Pekka Juhani Pöyry (10 December 1939 – 4 August 1980) was a Finnish jazz and rock saxophonist and flutist. He was part of the Pekka Pöyry Quartet and Quintet.

== Early life ==
Pöyry was born in Helsinki. He became interested in jazz music at school and began studying the violin and clarinet. He was, however, more taken with playing the alto saxophone, inspired by Charlie Parker. In addition, he played the flute and soprano saxophone.

== Career ==
After graduating with a Master of Laws in 1966, Pöyry decided to become a professional musician. In the same year he represented YLE, EBU's concert in London. The mid-1960s, he had his own quartet with pianist Eero Ojanen, bassist Teppo Hauta-aho and drummer Reino Laine. They performed at the 1966 Pori Jazz Festival and were joined by the Norwegian-Finnish singer Pia Skaar to form a quintet. In May 1967, the quintet appeared at the Tallinn Jazz Festival. In a 1969 interview, Bill Evans described the quartet's performance (although couldn't remember the name) at the 1969 Montreux Jazz Festival, where they won as "marvelous" and "highly professional". He increasingly became interested in progressive rock and jazz fusion in the late 1960s and 1970s. With his later groups he attempted international breakthrough, including the Reading Festival in England in 1973. His band, Tasavallan Presidentti, however, broke up in 1974. He also played with Wigwam.

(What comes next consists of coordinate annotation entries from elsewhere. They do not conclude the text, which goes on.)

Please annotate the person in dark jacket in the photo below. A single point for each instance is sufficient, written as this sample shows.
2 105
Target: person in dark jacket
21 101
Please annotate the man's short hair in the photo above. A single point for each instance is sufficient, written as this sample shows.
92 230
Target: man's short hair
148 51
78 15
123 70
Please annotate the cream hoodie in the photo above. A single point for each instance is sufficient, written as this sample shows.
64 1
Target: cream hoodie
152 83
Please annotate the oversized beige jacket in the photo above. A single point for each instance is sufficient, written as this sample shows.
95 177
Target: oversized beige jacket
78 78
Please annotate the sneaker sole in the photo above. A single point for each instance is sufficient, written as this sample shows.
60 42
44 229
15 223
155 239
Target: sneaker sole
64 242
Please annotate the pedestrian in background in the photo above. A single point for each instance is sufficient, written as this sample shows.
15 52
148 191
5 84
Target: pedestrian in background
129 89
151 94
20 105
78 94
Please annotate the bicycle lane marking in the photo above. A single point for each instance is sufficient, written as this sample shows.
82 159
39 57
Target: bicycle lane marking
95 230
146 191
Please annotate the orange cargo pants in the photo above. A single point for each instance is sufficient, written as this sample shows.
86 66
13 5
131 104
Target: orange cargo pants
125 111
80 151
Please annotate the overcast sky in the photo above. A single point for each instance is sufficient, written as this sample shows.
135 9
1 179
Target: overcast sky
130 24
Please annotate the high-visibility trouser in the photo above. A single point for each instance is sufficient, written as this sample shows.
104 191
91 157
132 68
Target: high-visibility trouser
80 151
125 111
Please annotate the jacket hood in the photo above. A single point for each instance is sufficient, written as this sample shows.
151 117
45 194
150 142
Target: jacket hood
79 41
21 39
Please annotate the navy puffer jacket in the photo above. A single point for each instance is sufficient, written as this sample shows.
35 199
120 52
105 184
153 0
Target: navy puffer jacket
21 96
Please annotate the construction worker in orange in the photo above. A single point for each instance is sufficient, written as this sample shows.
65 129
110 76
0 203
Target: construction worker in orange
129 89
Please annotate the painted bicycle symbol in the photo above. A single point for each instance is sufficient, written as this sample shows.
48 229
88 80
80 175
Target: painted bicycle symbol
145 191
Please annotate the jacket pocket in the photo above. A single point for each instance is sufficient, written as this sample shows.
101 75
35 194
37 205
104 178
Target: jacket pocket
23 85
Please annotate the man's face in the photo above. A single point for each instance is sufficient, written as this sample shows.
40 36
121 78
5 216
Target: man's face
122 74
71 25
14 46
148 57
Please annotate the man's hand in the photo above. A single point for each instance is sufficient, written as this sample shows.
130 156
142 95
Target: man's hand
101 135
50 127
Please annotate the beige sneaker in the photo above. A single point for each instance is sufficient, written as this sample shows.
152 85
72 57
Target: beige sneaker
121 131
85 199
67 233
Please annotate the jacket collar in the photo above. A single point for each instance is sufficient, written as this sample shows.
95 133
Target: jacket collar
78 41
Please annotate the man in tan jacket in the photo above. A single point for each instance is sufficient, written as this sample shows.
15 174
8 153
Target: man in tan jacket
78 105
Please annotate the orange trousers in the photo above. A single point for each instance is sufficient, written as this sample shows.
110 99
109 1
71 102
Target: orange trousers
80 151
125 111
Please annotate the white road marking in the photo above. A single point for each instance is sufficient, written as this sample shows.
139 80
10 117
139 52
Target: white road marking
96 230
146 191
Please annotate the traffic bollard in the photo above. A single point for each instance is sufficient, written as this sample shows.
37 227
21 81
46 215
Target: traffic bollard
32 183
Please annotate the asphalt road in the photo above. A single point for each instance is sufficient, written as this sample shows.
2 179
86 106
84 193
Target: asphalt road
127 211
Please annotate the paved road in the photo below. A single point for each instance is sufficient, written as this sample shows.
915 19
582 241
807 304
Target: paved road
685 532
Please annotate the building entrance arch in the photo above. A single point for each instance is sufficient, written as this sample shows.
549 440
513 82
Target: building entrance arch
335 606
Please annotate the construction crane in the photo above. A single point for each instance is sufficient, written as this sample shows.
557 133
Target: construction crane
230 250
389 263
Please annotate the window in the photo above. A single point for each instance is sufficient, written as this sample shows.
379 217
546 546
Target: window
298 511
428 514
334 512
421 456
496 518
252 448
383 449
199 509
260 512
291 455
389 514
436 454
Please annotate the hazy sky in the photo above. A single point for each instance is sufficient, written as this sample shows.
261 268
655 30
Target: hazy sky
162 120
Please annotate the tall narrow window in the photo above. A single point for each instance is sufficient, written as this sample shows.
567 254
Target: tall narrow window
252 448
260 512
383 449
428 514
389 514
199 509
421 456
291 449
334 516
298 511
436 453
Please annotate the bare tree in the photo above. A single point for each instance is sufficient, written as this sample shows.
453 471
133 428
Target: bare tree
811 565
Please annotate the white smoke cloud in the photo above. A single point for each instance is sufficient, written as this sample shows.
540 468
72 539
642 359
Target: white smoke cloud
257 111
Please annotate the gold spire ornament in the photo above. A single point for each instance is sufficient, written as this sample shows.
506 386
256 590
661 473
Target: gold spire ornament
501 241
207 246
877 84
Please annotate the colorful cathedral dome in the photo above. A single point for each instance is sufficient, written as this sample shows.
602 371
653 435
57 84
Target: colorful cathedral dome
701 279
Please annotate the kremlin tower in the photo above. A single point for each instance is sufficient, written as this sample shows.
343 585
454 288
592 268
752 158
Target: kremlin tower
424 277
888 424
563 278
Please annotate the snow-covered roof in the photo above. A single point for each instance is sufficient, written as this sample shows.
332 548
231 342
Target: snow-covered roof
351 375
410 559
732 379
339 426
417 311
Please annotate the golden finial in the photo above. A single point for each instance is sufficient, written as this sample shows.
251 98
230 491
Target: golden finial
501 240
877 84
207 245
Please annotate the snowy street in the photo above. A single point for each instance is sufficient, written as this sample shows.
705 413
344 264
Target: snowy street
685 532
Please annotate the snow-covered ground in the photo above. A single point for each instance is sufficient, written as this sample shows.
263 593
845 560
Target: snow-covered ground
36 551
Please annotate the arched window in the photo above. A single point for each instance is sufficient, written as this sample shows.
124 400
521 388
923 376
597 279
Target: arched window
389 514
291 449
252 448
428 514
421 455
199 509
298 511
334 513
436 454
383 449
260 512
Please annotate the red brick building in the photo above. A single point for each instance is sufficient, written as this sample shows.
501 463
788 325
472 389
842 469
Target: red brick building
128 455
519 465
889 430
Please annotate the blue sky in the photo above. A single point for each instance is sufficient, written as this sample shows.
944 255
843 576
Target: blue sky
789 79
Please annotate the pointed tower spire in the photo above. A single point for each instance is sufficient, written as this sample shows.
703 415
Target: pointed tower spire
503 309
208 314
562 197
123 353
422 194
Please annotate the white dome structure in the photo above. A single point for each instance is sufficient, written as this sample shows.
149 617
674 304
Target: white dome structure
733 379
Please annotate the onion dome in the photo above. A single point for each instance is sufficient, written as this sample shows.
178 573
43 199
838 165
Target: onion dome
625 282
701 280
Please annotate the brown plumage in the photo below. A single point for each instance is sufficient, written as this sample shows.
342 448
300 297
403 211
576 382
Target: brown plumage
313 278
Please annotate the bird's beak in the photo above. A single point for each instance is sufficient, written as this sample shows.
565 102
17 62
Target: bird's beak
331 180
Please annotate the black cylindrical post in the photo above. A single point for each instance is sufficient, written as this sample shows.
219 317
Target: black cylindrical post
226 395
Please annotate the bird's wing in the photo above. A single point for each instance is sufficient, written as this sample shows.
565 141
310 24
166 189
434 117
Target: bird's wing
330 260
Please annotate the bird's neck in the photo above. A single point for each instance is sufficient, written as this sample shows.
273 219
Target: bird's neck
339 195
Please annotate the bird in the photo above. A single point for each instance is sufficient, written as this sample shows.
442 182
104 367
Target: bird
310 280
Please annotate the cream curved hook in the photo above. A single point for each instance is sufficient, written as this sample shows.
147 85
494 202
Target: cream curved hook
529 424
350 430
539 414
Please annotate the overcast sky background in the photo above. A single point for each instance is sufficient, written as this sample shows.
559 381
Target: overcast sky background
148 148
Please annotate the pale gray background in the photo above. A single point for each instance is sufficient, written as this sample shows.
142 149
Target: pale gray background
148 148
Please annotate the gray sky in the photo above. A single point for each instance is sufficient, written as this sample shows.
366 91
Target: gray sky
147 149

In 1975, Pöyry toured northern Europe with the North Jazz Quintet, and later he joined the orchestra of Heikki Sarmanto, later the UMO Jazz Orchestra, playing the Ljubljana Festival in what was then Yugoslavia in 1976. He also performed in Poland, Czechoslovakia, Cuba, the Soviet Union, Britain and the United States with other bands.

== Personal life ==
A manic depressive, Pöyry committed suicide in 1980 in Helsinki. The Pekka Pöyry Award is named in his honor and given to young, talented saxophonists in Finland, awarded since the early-1980s.